The Monster (not so) Spectacular

The view from our seats in the nosebleeds.
The view from our seats in the nosebleeds.

I wish I’d had a camera the time we went to the Monster Spectacular in Quebec City.

Everyone – and the Colisée Pepsi has a capacity of about 15,000 – was wearing blue jeans. There were different shades and different styles, but they were all blue and they were all jeans. It was truly something to see in a packed hockey arena.

Generally we go to the rally at the Olympic Stadium. It is always within a thousand seats of sold out (and has a capacity north of 65,000). Because it’s held in October and April, we’re often competing with the Habs.

It works, though, because every time a goal’s scored at the Bell Centre, they flash the score at the Big O and the crowd – high on motor oil and jet fuel and pot fumes – goes crazy. Crazier. It was all about hockey in Quebec City, too. A dirt bike team in Habs jerseys raced a team in Nordiques jerseys. I’m sure it wasn’t fixed, but … the blue won.

We were at the home of the Senators last night.

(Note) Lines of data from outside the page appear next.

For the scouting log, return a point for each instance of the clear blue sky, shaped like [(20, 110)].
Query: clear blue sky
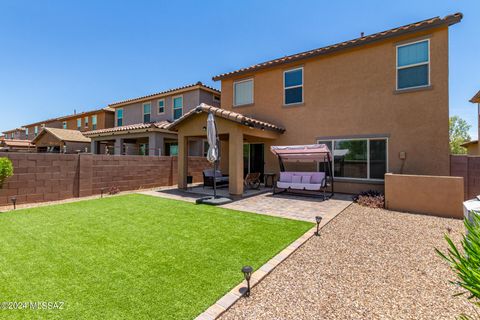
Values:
[(56, 56)]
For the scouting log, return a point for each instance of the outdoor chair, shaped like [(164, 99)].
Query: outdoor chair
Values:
[(209, 176), (252, 180)]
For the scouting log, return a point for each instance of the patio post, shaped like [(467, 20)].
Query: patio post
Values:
[(182, 161), (235, 161)]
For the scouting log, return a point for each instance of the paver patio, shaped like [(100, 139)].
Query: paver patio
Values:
[(286, 206)]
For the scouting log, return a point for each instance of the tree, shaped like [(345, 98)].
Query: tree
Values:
[(6, 170), (458, 134)]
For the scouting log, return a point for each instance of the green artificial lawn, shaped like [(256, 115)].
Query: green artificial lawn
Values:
[(131, 257)]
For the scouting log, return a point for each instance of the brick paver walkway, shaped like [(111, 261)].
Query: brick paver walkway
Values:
[(286, 206)]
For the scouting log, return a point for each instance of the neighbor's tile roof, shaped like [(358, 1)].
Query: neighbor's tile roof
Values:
[(63, 135), (16, 143), (476, 98), (198, 85), (228, 115), (139, 126), (413, 27)]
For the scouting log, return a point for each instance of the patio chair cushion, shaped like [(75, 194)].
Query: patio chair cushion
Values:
[(209, 173), (286, 176), (296, 179), (306, 179)]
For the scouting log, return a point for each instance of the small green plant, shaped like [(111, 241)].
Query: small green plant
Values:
[(466, 263), (6, 170)]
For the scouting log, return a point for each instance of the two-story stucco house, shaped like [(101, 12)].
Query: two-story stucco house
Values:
[(379, 102), (141, 124)]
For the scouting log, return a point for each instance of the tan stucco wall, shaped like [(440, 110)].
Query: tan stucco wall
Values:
[(352, 94), (473, 149), (433, 195)]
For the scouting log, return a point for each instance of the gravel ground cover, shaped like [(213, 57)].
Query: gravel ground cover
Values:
[(366, 264)]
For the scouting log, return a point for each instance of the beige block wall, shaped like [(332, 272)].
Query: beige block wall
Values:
[(433, 195)]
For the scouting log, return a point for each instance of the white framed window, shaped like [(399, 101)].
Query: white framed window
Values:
[(293, 86), (94, 122), (243, 92), (161, 106), (119, 117), (177, 107), (147, 110), (359, 158), (413, 64)]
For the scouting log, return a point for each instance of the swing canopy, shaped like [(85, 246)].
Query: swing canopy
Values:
[(308, 152)]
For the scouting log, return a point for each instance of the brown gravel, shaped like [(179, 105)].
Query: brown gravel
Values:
[(366, 264)]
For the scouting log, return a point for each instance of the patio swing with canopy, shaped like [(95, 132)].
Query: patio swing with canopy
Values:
[(305, 183)]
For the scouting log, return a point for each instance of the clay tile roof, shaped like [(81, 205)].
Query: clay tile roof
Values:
[(63, 135), (228, 115), (476, 98), (197, 85), (162, 125), (409, 28), (16, 143)]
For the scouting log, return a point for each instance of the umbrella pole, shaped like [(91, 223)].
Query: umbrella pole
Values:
[(215, 179)]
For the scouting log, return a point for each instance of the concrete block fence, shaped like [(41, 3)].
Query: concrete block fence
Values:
[(49, 177)]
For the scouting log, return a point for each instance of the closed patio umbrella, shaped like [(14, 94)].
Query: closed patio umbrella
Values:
[(212, 154)]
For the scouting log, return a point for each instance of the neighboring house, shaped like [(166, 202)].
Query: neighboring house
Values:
[(17, 133), (472, 146), (141, 123), (90, 120), (379, 102), (85, 121), (54, 140), (13, 145)]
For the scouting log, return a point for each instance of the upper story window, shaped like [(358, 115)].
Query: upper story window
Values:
[(161, 106), (293, 86), (177, 107), (94, 122), (243, 92), (413, 65), (119, 117), (147, 109)]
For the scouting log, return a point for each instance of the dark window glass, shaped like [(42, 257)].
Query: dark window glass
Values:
[(177, 113), (293, 95), (293, 78), (350, 159), (378, 159), (413, 77)]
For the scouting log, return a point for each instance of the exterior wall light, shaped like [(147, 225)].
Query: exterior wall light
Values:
[(14, 201), (318, 219), (247, 273)]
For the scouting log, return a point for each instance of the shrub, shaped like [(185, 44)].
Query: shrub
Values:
[(6, 169), (370, 198), (466, 263)]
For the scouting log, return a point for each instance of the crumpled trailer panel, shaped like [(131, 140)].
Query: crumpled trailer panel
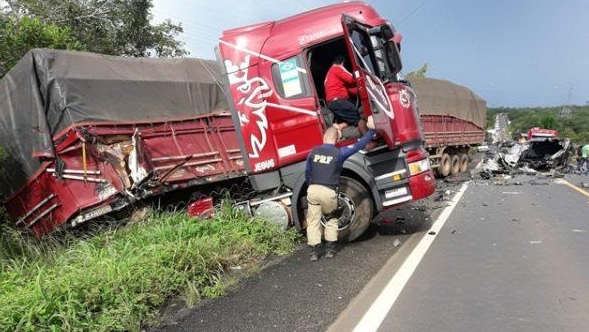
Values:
[(102, 168), (86, 134)]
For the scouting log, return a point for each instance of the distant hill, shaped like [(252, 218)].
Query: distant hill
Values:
[(570, 121)]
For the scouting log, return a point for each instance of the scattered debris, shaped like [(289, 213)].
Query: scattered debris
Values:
[(542, 156)]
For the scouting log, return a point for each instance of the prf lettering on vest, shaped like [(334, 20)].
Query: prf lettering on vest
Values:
[(322, 159)]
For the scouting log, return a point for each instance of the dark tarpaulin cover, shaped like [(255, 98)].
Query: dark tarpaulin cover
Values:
[(441, 97), (50, 90)]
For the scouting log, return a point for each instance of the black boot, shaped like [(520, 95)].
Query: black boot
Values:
[(314, 254), (330, 249)]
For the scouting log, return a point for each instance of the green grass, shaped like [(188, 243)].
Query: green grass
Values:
[(119, 279)]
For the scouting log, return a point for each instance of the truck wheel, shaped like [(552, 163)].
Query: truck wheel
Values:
[(358, 209), (445, 166), (463, 162), (455, 162)]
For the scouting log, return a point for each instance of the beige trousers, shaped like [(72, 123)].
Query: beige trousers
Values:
[(321, 200)]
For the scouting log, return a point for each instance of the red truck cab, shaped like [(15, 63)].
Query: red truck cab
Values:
[(274, 73)]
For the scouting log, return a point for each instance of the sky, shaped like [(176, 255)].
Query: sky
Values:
[(512, 53)]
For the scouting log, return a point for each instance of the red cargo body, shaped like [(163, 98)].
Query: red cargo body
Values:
[(447, 130), (453, 120), (172, 155)]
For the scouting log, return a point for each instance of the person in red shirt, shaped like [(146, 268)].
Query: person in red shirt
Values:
[(340, 86)]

They reminded us of that … once. The arena was about two-thirds full (it holds about 19,000). The announcer tried desperately to get everyone worked up. Trev and I are pros. We yelled. And every time we yelled, we got flustered or downright dirty looks from those around us, even from the kids.

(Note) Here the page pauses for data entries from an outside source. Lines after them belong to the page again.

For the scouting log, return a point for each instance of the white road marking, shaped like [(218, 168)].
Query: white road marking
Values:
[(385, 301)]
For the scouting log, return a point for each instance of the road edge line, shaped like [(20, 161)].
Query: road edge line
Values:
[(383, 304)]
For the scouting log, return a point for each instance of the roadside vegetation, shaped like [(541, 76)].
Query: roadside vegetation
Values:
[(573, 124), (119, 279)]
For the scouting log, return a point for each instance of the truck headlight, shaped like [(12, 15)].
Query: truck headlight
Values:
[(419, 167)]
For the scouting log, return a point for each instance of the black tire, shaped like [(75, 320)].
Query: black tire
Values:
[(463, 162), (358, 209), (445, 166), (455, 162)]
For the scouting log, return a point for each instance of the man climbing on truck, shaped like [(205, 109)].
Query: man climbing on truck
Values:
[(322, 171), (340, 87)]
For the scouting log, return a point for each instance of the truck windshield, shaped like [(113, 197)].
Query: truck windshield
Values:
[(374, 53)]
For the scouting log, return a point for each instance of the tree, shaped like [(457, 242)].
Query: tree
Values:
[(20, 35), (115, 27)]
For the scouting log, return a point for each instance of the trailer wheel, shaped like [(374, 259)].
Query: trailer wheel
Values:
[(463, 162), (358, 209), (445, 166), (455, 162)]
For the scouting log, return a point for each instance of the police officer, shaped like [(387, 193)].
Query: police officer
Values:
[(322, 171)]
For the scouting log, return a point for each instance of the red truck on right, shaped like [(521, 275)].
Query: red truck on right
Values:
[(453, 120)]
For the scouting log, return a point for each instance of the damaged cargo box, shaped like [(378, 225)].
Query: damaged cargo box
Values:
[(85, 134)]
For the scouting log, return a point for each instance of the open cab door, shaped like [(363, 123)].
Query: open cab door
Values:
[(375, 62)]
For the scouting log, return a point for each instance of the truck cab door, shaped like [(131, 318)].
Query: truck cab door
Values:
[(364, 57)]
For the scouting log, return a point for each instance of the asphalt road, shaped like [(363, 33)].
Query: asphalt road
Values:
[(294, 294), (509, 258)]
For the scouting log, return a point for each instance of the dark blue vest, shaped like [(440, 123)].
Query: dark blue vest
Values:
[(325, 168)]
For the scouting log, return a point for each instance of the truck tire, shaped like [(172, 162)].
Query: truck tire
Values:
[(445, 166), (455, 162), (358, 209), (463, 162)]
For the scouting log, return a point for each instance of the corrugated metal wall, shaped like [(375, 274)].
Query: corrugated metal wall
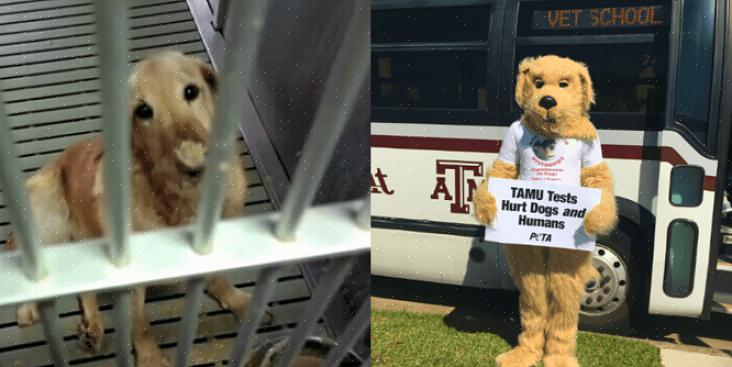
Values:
[(49, 80)]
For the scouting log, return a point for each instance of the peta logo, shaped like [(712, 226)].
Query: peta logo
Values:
[(465, 180), (378, 183)]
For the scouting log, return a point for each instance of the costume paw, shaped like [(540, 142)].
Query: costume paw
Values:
[(485, 204), (90, 336), (28, 315), (600, 220), (518, 357), (560, 361)]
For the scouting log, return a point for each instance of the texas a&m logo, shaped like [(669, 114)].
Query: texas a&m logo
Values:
[(465, 180), (378, 183)]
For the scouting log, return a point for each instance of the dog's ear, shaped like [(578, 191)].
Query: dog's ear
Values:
[(209, 75), (523, 92), (588, 93)]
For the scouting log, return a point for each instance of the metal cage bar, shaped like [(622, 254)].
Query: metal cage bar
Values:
[(189, 324), (165, 255), (355, 329), (262, 294), (315, 308), (53, 333), (341, 91), (24, 225), (341, 237), (238, 69), (113, 69), (123, 331)]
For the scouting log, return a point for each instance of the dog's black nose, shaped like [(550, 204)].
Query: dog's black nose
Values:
[(547, 102)]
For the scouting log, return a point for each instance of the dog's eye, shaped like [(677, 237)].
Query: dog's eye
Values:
[(143, 111), (191, 92)]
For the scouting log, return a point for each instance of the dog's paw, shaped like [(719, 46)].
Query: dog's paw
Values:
[(90, 336), (237, 301), (485, 204), (151, 357), (28, 315), (600, 220)]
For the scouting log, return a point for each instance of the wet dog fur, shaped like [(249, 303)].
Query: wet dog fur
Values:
[(171, 110)]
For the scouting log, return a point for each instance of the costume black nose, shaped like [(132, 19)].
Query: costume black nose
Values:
[(547, 102)]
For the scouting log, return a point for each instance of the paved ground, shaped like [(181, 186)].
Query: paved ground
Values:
[(683, 342)]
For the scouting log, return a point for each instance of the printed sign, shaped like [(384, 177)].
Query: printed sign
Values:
[(617, 17), (542, 214)]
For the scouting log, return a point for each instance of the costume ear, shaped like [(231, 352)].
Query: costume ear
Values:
[(523, 93), (587, 91), (209, 75)]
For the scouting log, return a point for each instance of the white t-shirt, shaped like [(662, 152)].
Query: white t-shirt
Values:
[(548, 159)]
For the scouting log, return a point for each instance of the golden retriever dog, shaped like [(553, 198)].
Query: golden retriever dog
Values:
[(171, 110)]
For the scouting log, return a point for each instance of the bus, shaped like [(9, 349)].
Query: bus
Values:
[(442, 87)]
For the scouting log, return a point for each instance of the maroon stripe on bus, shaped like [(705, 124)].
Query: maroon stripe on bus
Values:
[(428, 143), (615, 151)]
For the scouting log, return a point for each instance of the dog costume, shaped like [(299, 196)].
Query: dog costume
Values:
[(554, 141)]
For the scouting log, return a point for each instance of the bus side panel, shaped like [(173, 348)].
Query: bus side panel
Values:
[(438, 258)]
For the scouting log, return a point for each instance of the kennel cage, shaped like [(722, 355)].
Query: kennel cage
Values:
[(53, 63)]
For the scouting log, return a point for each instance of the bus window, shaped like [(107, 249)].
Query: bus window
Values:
[(625, 48), (696, 53), (430, 63)]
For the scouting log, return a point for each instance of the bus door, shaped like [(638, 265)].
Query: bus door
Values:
[(689, 196)]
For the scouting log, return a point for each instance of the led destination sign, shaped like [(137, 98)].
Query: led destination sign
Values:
[(617, 17)]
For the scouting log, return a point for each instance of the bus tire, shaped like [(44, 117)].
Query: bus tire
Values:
[(607, 306)]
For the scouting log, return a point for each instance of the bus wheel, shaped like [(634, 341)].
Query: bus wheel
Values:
[(605, 306)]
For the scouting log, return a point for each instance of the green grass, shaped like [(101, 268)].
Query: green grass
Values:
[(415, 339)]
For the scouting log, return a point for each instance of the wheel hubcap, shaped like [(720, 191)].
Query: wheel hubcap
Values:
[(606, 294)]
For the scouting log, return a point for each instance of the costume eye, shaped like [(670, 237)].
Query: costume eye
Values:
[(143, 111), (190, 92)]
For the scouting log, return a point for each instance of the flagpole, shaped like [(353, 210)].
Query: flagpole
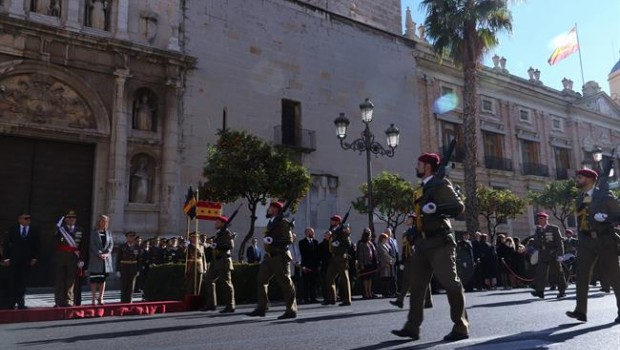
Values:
[(583, 81)]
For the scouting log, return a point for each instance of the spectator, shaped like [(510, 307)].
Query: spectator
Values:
[(100, 258), (367, 263)]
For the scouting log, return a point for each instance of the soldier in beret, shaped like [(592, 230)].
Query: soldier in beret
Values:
[(221, 268), (435, 250), (597, 213), (276, 263)]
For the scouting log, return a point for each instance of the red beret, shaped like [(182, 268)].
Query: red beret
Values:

Lest we forget (there was a danger) that we were in the Home of the Sens.
Lest we forget (there was a danger) that we were in the Home of the Sens.

But I really knew we were out of our element in the Ottawa crowd and in for a completely different truck-rally experience when the MC said: “I want you all to be very quiet,” and they were. They were silent.

It took a jet car to get the crowd going (after the intermission). Older children finally screamed, in joy. Younger children screamed in terror, overcome with jet-fuel fumes. It was great.

Other than screaming children, it was just like being at home: I had to get up to get my own beer. No skinny teenagers hawking lukewarm draft in the aisles. I mean, my Canadian tasted better but – I had to get it myself!

What really suffers at an arena when compared with a ball field is the freestyle. The trucks have a strip of five cars to blow over. No school buses, not a lot of room to build up speed. There’s no chance to show off finesse and style. So what a driver has to do is, like Avenger, go nuts with donuts and flames or, like Brutus, flip over and need to be rescued by a peer. What’s great about a show in an arena are the parts that have nothing to do with monster trucks. We saw cycling stunts (link goes to my YouTube video) for the first time, and for the first time in an arena, Demo Dave performed a Wall of Steel Crash. (Link goes to my YouTube video)

I’d say last night’s Spectacular is the quietest show I’ve ever been to, and I’m including that mime I saw on the street last week. What was great about our trip was the journey: Me and Trev in the car with Vinyl Café on the radio and miles of road before us, heading to one of my favourite cities in the country. There will be more on that, and on friends and architecture. But not tonight.

This is what we live for: a truck going over. Last night it was my favorite truck, Brutus.
This is what we live for: a truck going over. Last night it was my favorite truck, Brutus.